L'AFP a bien voulu m'interroger sur la portée des dispositions de la loi relative à la transition énergétique, consacrées au délit de l'obsolescence programmée des produits. La dépêche peut être consultée ici et ci-dessous.
La sanction de l'"obsolescence programmée", un signal aux industrielsAFP - 28 Juil 2015L'"obsolescence programmée", visant à réduire la durée de vie d'un produit, est désormais sanctionnée par la loi en France, manière de lancer un avertissement aux industriels même si ce type de délit sera difficile à caractériser devant un juge.
"Ensemble des techniques" permettant à un "metteur sur le marché" d'écourter "délibérément la durée de vie d'un produit pour en augmenter le taux de remplacement", l'obsolescence programmée est punie de deux ans d'emprisonnement et 300.000 euros d'amende, stipule l'article 99 de la loi sur la transition énergétique votée le 22 juillet.
Cette disposition, présentée pendant le débat au Parlement comme une première en Europe, prévoit même que "le montant de l'amende peut être porté, de manière proportionnée aux avantages tirés du manquement, à 5% du chiffre d'affaires moyen annuel".
Le but premier n'est pas de lancer de lourdes enquêtes de police, mais de faire mesurer les risques encourus aux protagonistes, explique le député (EELV) François-Michel Lambert.
"Un peu comme pour l'abus de bien social en comptabilité", explique-t-il: "désormais, le manager et l'ingénieur à qui il demande une solution pour provoquer la panne, savent qu'ils risquent gros".
Initiative de parlementaires écologistes, ce dispositif, qui vise à la fois à protéger l'environnement et à défendre le pouvoir d'achat des ménages, sera inscrit au code de la consommation une fois la loi promulguée.

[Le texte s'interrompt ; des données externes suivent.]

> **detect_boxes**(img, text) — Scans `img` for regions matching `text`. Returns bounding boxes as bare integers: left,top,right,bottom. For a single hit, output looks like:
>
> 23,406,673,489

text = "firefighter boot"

L'obsolescence accélérée, notamment dans l'électroménager et la high tech, peut avoir différentes origines: fragilités, absence de pièces détachées, incompatibilité avec des équipements nouveaux, renouvellement des systèmes... Les organisations de défense de l'environnement pointent régulièrement du doigt l'impact massif sur les ressources et des déchets toujours plus envahissants. Parmi les exemples célèbres, les chargeurs de téléphone portable qui changent au gré des nouveaux modèles.
Pour France Nature Environnement (FNE), la loi française est "un signal politique fort envoyé aux fabricants, aux distributeurs et aux citoyens".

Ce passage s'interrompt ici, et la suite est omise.